In this study, we introduce a multimodal AI-algorithm, termed SleepCVD-Net, designed for the automatic screening of CVDs using nocturnal physiological recordings. The SleepCVD-Net model employs three-mode custom-designed deep convolutional neural network (CNN) models to extract informative feature maps from each input signal. The Sleep Heart Health Study (SHHS) database was utilized for building a real clinical PSG dataset to develop and validate the SleepCVD-Net model.

Results

The performance of the SleepCVD-Net model is presented in three formats: a performance table (Table 1), confusion matrix (Fig. 1), and ROC curves for each class (Fig. 2). The proposed multimodal SleepCVD-Net model demonstrated robust and consistent performance across all CVD outcomes including healthy control (CNT), stroke (STK), angina (ANG), and congestive heart failure (CHF).

Fig. 1: Confusion matrix of the proposed multimodal SleepCVD-Net for the CVD screening.
figure 1

A. Training set, B. Validation set, C. Test set.

Fig. 2
figure 2

The receiver operating characteristic curve of the proposed multimodal SleepCVD-Net for the automatic screening of CVD based on nocturnal physiological recordings.

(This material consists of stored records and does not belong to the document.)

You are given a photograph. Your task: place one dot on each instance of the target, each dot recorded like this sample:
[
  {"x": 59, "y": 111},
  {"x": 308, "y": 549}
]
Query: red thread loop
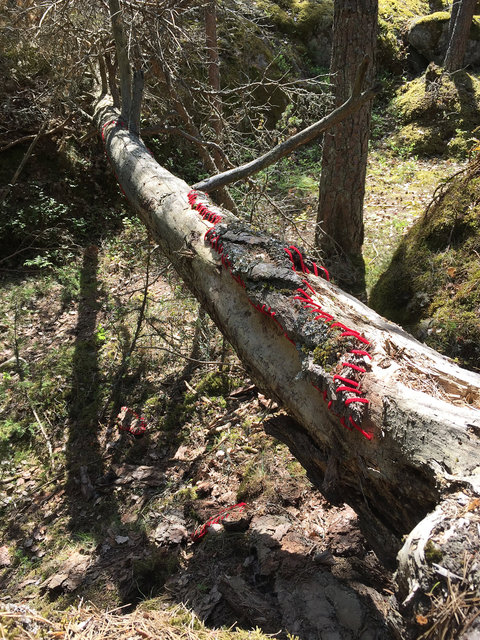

Table 1 Total performance of the multimodal SleepCVD-Net model

There was no significant difference in performance between the validation and test sets, demonstrating the stability and robustness of the SleepCVD-Net model. The total average accuracies of the SleepCVD-Net model were 99.98%, 97.48%, and 97.55% for the training, validation, and test sets, respectively (Table 1).

Confusion matrices were used to illustrate the agreement between the predictions of the proposed SleepCVD-Net model and the cardiologist’s diagnoses. Additionally, we sought to identify which classes exhibited the highest error rates among the CVD categories. The confusion matrices for the training set (Fig. 1A), validation set (Fig. 1B), and test set (Fig. 1C) displayed similar patterns. Notably, the confusion matrices for the validation and test sets demonstrated stable predictions.

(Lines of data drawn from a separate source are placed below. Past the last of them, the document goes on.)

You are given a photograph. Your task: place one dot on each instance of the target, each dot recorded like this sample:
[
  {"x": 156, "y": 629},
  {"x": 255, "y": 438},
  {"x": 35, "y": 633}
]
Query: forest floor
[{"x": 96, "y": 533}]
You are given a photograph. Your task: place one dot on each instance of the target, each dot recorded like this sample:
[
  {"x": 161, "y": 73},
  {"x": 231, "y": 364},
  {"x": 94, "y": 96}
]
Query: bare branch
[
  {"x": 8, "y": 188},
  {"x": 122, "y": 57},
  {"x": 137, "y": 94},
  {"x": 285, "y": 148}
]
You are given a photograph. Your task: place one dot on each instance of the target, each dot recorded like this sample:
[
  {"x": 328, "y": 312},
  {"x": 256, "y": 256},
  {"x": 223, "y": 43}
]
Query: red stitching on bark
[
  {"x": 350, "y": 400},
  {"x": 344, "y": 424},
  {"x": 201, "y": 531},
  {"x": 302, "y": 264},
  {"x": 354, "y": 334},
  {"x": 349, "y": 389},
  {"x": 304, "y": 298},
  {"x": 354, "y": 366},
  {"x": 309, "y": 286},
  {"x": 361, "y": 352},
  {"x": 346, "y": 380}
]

Finally, we assessed the false positive rate of the proposed SleepCVD-Net model for each target class: control, stroke, angina, and congestive heart failure. The receiver operating characteristic curves for the test set are presented in Fig. 2, demonstrating high performance for each CVD class.

Discussion

In this study, we propose the SleepCVD-Net model, a multimodal AI algorithm designed for the automatic screening of CVDs using nocturnal physiological signals. The SleepCVD-Net employs a three-mode AI algorithm, comprising Mode_ECG, Mode_Airflow, and Mode_SpO2, each corresponding to single-lead ECG, Airflow, and SpO2 signals, respectively. These modes represent the cardiorespiratory activity and characteristics of the subjects. The model demonstrated very high performance, achieving an average accuracy of 97.55% for the target CVDs in the test set. Consequently, the proposed multimodal AI algorithm can be utilized as an extension tool to support CVD screening in conventional PSG studies for sleep monitoring and screening.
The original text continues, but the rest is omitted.